Why China’s Renewable Energy Transition Is Losing Momentum
BY MICHAEL STANDAERT • SEPTEMBER 26, 2019
Growth of wind and solar in China is slowing as government funding for green energy falters and upgrades to the transmission infrastructure lag. With China’s CO2 emissions again on the rise, experts worry the world’s largest emitter may fall short of key climate goals.
After plateauing from 2014 to 2016, China’s carbon dioxide emissions have risen in the last several years, with an estimated 4 percent increase in the first half of 2019. While coal consumption and production peaked in 2013, both have increased again since 2017 and are slowly creeping back to 2013 levels.
Reliance on gas from fracking in the Sichuan basin, as well as coal-bed methane extraction and increased imports of natural gas (China is the second-largest natural gas importer in the world), are on the rise.
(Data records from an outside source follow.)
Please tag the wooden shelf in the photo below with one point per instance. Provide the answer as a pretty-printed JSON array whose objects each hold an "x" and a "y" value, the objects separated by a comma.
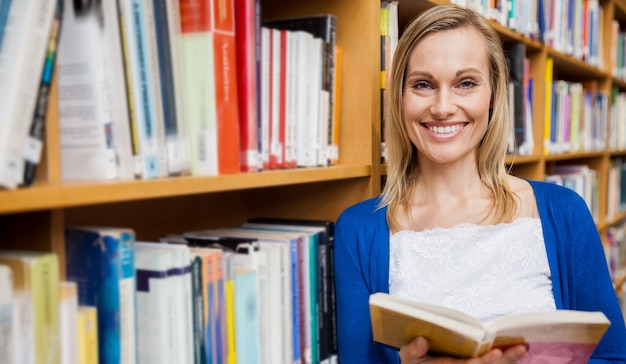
[{"x": 71, "y": 194}]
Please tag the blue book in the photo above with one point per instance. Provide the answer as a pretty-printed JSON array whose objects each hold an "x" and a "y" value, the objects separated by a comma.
[
  {"x": 246, "y": 316},
  {"x": 101, "y": 261},
  {"x": 132, "y": 15}
]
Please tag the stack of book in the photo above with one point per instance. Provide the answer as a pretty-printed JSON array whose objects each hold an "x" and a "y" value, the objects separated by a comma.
[
  {"x": 262, "y": 292},
  {"x": 151, "y": 89}
]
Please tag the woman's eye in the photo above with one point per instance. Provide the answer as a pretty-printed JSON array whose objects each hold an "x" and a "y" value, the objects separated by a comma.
[
  {"x": 421, "y": 85},
  {"x": 467, "y": 84}
]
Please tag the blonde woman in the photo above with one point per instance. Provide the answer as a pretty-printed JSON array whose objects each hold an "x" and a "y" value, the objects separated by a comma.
[{"x": 451, "y": 226}]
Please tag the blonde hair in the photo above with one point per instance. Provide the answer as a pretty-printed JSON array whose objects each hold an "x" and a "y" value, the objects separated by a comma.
[{"x": 401, "y": 158}]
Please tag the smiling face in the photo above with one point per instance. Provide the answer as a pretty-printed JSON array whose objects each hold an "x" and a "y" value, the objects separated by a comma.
[{"x": 447, "y": 95}]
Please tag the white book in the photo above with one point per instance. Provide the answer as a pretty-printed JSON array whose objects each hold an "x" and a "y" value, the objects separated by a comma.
[
  {"x": 6, "y": 316},
  {"x": 275, "y": 320},
  {"x": 276, "y": 71},
  {"x": 180, "y": 274},
  {"x": 68, "y": 321},
  {"x": 307, "y": 102},
  {"x": 115, "y": 89},
  {"x": 266, "y": 97},
  {"x": 147, "y": 164},
  {"x": 150, "y": 24},
  {"x": 21, "y": 61},
  {"x": 180, "y": 148},
  {"x": 86, "y": 119},
  {"x": 155, "y": 305},
  {"x": 291, "y": 120}
]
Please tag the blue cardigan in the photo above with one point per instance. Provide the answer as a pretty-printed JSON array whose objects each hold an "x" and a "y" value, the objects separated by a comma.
[{"x": 580, "y": 277}]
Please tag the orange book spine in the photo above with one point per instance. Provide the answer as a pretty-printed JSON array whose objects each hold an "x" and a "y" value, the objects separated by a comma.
[
  {"x": 247, "y": 79},
  {"x": 226, "y": 86}
]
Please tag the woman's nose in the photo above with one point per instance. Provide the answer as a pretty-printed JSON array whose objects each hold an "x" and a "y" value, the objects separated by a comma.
[{"x": 443, "y": 104}]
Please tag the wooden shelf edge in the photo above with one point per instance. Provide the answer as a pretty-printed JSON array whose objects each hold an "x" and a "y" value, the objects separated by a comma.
[{"x": 71, "y": 194}]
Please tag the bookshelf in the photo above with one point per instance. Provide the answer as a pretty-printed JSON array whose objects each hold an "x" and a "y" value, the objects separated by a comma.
[{"x": 34, "y": 218}]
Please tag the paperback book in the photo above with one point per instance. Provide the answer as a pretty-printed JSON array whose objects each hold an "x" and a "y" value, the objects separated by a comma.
[{"x": 562, "y": 336}]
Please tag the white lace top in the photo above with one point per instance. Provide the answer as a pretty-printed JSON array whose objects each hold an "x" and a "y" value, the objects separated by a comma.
[{"x": 485, "y": 271}]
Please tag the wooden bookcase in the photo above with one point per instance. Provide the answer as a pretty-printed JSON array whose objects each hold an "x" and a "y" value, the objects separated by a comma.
[{"x": 35, "y": 217}]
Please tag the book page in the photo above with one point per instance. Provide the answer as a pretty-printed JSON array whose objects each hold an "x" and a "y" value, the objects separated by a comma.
[
  {"x": 556, "y": 337},
  {"x": 395, "y": 322}
]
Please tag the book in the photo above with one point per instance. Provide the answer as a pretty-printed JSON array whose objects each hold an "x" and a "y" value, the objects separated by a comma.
[
  {"x": 5, "y": 5},
  {"x": 34, "y": 141},
  {"x": 24, "y": 44},
  {"x": 89, "y": 106},
  {"x": 515, "y": 54},
  {"x": 321, "y": 26},
  {"x": 561, "y": 335},
  {"x": 274, "y": 275},
  {"x": 68, "y": 321},
  {"x": 327, "y": 325},
  {"x": 6, "y": 315},
  {"x": 35, "y": 286},
  {"x": 87, "y": 334},
  {"x": 141, "y": 98},
  {"x": 156, "y": 311},
  {"x": 246, "y": 29},
  {"x": 101, "y": 260}
]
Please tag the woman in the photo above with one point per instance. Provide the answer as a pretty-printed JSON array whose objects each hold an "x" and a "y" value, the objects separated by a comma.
[{"x": 451, "y": 226}]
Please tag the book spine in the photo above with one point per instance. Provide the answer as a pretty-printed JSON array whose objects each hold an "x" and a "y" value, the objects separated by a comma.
[
  {"x": 247, "y": 88},
  {"x": 197, "y": 267},
  {"x": 296, "y": 297},
  {"x": 276, "y": 70},
  {"x": 133, "y": 116},
  {"x": 87, "y": 335},
  {"x": 154, "y": 321},
  {"x": 199, "y": 85},
  {"x": 265, "y": 94},
  {"x": 143, "y": 91},
  {"x": 5, "y": 5},
  {"x": 45, "y": 288},
  {"x": 22, "y": 55},
  {"x": 34, "y": 141},
  {"x": 168, "y": 87},
  {"x": 225, "y": 78}
]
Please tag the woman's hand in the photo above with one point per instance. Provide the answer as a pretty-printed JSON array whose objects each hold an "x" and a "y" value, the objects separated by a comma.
[{"x": 416, "y": 353}]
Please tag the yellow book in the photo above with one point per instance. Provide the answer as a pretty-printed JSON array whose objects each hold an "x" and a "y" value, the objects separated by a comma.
[
  {"x": 569, "y": 336},
  {"x": 36, "y": 279},
  {"x": 547, "y": 127},
  {"x": 68, "y": 311},
  {"x": 229, "y": 293},
  {"x": 87, "y": 337}
]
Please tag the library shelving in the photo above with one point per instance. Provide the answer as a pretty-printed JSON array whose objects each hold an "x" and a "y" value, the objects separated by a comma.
[{"x": 35, "y": 217}]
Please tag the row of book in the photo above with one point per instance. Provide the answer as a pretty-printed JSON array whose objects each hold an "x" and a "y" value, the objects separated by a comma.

Since China counts unconventional gases like shale gas and coal-bed methane as “new energy,” they are eligible for subsidies from the Ministry of Industry and Information Technology [MIIT]. Roughly $830 million — more than 80 percent of an MIIT new energy fund — went to subsidizing such projects in 2018, according to a recent report by the state-run China Energy News.
While continuing to fund unconventional gas, China has now largely stopped providing national-level subsidies to wind and solar projects and is implementing reforms to its feed-in-tariff system, moving to replace it with auctions in which wind and solar power must compete directly with fossil fuels.
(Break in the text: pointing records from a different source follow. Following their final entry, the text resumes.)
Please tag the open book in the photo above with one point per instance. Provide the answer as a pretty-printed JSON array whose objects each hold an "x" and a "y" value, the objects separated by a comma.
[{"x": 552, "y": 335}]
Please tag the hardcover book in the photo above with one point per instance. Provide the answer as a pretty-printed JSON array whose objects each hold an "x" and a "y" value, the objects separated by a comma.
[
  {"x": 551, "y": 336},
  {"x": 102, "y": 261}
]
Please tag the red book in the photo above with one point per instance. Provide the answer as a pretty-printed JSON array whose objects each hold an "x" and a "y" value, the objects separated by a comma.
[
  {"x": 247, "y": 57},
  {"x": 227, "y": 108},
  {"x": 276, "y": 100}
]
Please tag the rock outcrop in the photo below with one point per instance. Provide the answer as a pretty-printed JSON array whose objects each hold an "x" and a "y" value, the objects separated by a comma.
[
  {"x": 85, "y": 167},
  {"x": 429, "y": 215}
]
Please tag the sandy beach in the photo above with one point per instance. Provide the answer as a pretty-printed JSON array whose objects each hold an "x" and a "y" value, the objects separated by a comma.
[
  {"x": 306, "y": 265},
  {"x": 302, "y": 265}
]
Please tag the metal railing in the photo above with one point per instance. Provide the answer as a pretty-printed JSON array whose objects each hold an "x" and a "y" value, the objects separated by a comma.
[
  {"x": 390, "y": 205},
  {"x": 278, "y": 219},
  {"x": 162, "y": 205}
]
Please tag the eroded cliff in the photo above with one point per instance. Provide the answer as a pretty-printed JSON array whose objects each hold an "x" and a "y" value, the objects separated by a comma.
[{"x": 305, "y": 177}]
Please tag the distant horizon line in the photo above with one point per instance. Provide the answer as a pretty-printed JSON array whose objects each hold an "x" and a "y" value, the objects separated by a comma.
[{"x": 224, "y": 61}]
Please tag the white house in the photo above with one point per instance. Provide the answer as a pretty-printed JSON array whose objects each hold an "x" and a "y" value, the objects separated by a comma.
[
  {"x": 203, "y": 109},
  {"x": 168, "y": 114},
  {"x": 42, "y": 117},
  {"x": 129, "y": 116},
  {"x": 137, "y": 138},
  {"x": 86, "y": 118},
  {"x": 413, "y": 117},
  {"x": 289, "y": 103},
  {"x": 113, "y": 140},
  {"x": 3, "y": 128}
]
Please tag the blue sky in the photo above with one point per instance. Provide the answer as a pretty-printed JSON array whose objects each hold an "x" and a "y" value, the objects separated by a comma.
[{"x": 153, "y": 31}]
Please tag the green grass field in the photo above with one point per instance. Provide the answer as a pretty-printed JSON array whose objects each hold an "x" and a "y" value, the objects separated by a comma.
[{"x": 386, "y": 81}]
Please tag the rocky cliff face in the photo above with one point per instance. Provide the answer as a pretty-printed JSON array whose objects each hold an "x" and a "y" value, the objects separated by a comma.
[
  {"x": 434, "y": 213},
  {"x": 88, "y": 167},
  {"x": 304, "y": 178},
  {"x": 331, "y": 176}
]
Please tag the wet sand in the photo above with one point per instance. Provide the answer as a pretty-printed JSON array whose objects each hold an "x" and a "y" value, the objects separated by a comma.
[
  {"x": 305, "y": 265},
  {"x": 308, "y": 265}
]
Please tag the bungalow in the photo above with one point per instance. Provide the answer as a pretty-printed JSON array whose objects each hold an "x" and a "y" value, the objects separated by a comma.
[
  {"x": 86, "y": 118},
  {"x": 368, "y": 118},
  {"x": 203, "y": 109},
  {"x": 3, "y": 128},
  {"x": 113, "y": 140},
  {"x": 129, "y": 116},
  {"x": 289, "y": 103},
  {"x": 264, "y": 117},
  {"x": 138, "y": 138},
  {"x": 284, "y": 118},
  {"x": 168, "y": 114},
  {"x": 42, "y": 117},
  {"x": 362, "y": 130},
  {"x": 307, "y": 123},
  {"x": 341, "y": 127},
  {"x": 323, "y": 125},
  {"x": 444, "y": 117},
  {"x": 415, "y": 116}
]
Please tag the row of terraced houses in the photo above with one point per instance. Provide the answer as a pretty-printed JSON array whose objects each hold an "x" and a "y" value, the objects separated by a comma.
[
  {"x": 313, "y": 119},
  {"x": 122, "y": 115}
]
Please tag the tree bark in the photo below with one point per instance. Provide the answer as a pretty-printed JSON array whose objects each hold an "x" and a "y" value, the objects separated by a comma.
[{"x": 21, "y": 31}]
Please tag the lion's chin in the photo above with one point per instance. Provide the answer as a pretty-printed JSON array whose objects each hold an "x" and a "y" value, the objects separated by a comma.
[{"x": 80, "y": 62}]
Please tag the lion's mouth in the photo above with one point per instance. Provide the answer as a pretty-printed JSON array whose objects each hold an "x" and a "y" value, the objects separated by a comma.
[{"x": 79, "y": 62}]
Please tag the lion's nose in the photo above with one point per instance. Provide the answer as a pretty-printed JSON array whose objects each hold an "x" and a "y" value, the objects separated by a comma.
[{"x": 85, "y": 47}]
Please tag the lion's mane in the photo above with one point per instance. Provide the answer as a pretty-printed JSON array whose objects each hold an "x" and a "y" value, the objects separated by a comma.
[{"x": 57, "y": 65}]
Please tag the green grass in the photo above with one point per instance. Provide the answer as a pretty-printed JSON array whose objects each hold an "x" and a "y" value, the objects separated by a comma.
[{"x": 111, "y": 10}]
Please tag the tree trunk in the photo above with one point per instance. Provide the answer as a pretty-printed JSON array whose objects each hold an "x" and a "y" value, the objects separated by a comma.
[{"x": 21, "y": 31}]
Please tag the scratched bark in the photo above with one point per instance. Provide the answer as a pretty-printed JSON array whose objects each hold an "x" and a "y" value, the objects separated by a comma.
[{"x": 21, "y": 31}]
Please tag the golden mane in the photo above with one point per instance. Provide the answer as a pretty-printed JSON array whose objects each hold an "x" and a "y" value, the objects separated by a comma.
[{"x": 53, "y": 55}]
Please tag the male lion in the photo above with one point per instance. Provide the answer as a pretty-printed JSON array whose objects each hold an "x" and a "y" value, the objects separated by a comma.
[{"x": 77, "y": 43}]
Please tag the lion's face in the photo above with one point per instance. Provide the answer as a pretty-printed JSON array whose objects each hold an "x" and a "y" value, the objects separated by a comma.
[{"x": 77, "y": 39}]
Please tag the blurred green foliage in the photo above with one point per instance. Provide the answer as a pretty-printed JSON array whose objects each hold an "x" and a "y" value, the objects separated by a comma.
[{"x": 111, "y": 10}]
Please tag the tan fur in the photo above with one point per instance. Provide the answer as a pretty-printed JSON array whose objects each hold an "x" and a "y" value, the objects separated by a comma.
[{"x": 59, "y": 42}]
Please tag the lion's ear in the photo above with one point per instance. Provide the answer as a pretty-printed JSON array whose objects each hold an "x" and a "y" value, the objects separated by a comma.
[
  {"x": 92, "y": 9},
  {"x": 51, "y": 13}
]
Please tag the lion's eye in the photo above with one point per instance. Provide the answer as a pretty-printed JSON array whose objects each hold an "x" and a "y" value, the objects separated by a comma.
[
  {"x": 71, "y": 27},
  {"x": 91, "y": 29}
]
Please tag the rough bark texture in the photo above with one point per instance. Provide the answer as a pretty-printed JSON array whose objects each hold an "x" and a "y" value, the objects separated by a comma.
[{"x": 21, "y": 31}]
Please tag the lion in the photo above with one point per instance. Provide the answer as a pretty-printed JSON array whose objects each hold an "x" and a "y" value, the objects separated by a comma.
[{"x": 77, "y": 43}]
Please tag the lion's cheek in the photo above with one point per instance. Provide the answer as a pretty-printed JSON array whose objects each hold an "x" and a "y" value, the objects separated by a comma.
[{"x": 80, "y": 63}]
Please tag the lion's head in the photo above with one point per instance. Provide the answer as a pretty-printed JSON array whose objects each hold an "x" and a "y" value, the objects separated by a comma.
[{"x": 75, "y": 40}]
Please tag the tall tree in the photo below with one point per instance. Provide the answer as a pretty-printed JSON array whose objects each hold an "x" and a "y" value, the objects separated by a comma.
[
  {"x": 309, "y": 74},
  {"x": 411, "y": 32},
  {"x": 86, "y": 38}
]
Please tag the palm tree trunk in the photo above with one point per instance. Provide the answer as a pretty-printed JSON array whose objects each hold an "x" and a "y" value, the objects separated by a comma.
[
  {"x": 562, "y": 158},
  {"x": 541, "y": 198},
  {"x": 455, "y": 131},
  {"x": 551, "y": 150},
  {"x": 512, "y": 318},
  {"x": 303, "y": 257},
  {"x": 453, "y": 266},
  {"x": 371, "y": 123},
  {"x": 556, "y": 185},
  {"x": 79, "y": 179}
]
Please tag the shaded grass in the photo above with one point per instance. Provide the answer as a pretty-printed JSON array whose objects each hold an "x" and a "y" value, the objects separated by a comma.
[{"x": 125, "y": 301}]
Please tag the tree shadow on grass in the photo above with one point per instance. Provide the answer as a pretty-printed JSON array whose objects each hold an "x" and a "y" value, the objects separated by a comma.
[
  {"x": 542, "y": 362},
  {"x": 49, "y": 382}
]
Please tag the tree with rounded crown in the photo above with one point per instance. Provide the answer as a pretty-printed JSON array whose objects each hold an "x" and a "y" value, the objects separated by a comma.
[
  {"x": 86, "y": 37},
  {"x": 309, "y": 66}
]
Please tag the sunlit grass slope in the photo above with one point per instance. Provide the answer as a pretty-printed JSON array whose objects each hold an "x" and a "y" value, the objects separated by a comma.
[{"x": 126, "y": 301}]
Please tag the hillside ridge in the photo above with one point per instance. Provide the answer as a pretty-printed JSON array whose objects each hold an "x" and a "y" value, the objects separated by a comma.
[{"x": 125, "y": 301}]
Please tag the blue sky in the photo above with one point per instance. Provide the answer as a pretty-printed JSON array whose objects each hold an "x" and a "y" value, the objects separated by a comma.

This process has started to slow the overall added capacity for wind and solar. While new solar photovoltaic installations hit an all-time high of 53 gigawatts [GW] in 2017, they slipped to around 41 GW last year and current figures put solar installations at slightly more than 11 GW for the first half of 2019. Projections are for about 25 GW of solar power to be installed this year and in succeeding years through 2025, an amount that would not sharply curtail fossil fuel use.
Another problem is that renewable energy projects are facing land-use restrictions that protect agricultural, industrial, and urban land in provinces like Guangdong in South China, the country’s economic powerhouse, says Jonathan Luan Dong, a renewables analyst at Bloomberg New Energy Finance. While several non-subsidized renewable energy projects had been scheduled to start in Guangdong in 2019, few actually seem to be moving forward.
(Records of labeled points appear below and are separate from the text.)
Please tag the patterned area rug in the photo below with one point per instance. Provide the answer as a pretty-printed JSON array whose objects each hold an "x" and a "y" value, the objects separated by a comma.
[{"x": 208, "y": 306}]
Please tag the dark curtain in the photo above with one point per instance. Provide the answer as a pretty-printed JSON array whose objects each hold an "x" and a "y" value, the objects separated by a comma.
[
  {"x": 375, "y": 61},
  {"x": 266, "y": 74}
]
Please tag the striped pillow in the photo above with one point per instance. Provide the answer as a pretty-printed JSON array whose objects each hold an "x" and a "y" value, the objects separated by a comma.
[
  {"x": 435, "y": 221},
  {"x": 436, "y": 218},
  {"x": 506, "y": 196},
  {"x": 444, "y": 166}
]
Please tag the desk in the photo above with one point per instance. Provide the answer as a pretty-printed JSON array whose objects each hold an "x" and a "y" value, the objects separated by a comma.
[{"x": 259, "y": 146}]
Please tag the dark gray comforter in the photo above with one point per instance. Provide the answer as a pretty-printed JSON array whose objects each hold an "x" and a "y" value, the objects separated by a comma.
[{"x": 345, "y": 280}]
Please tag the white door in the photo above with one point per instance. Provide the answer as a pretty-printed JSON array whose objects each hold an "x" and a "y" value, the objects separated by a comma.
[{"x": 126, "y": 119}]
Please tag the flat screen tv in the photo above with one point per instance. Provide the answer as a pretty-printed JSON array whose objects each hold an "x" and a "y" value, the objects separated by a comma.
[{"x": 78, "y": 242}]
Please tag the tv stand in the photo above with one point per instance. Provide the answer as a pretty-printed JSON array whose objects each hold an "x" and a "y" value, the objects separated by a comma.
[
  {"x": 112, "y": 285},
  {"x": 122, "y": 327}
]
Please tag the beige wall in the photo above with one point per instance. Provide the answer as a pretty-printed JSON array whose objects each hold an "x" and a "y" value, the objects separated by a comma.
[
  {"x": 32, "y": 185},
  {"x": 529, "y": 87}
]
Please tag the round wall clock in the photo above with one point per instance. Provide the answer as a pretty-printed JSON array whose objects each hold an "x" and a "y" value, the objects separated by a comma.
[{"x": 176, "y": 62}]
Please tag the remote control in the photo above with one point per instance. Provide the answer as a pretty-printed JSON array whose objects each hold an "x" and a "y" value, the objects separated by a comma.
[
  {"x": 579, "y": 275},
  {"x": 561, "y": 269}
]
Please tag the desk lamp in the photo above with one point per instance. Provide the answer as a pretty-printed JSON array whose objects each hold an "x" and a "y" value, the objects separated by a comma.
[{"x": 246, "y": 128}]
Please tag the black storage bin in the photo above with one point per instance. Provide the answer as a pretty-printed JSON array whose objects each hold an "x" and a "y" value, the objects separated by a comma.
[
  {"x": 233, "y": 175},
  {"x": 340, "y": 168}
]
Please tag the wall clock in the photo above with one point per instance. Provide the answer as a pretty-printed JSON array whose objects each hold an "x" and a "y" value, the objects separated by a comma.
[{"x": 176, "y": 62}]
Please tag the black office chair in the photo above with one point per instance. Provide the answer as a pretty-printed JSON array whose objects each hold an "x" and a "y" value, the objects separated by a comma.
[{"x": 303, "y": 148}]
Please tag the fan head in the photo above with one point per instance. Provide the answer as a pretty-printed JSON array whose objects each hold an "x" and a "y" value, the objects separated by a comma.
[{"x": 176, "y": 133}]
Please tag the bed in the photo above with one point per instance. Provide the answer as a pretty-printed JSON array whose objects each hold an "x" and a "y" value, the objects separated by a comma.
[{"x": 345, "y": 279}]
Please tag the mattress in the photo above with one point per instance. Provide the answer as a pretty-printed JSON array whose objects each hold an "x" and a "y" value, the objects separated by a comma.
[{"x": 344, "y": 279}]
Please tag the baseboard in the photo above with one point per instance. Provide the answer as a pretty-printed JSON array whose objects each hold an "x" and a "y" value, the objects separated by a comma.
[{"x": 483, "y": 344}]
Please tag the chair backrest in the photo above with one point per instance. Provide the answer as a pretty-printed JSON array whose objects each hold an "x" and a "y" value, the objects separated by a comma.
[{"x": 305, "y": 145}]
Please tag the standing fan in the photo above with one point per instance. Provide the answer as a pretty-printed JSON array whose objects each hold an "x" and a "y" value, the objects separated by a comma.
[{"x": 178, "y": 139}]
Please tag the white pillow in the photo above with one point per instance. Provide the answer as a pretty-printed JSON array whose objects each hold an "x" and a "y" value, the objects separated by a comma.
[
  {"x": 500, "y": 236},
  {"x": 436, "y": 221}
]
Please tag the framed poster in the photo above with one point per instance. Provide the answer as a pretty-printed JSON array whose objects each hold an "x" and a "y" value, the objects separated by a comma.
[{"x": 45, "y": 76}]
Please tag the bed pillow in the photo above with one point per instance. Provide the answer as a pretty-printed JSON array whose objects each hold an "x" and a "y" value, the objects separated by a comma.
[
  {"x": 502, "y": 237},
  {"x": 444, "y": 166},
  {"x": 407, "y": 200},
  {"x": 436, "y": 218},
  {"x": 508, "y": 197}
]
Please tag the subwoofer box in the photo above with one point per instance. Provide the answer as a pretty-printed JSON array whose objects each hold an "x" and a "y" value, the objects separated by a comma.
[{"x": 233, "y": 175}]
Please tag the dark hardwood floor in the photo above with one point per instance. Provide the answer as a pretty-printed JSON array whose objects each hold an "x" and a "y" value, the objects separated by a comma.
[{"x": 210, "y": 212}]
When I attempted to visit renewable energy projects that were said to be in the works, government offices and companies in the Guangdong cities of Jiangmen, Meizhou, and Zhanjiang declined my requests because the projects hadn’t started.
…Read more: https://e360.yale.edu/features/why-chinas-renewable-energy-transition-is-losing-momentum
I don’t understand why selling power on the open market, competing directly with coal, is such a problem. Green advocates including the Australian CSIRO repeatedly assure us that renewable energy is cheaper than coal, even without government subsidies and assistance.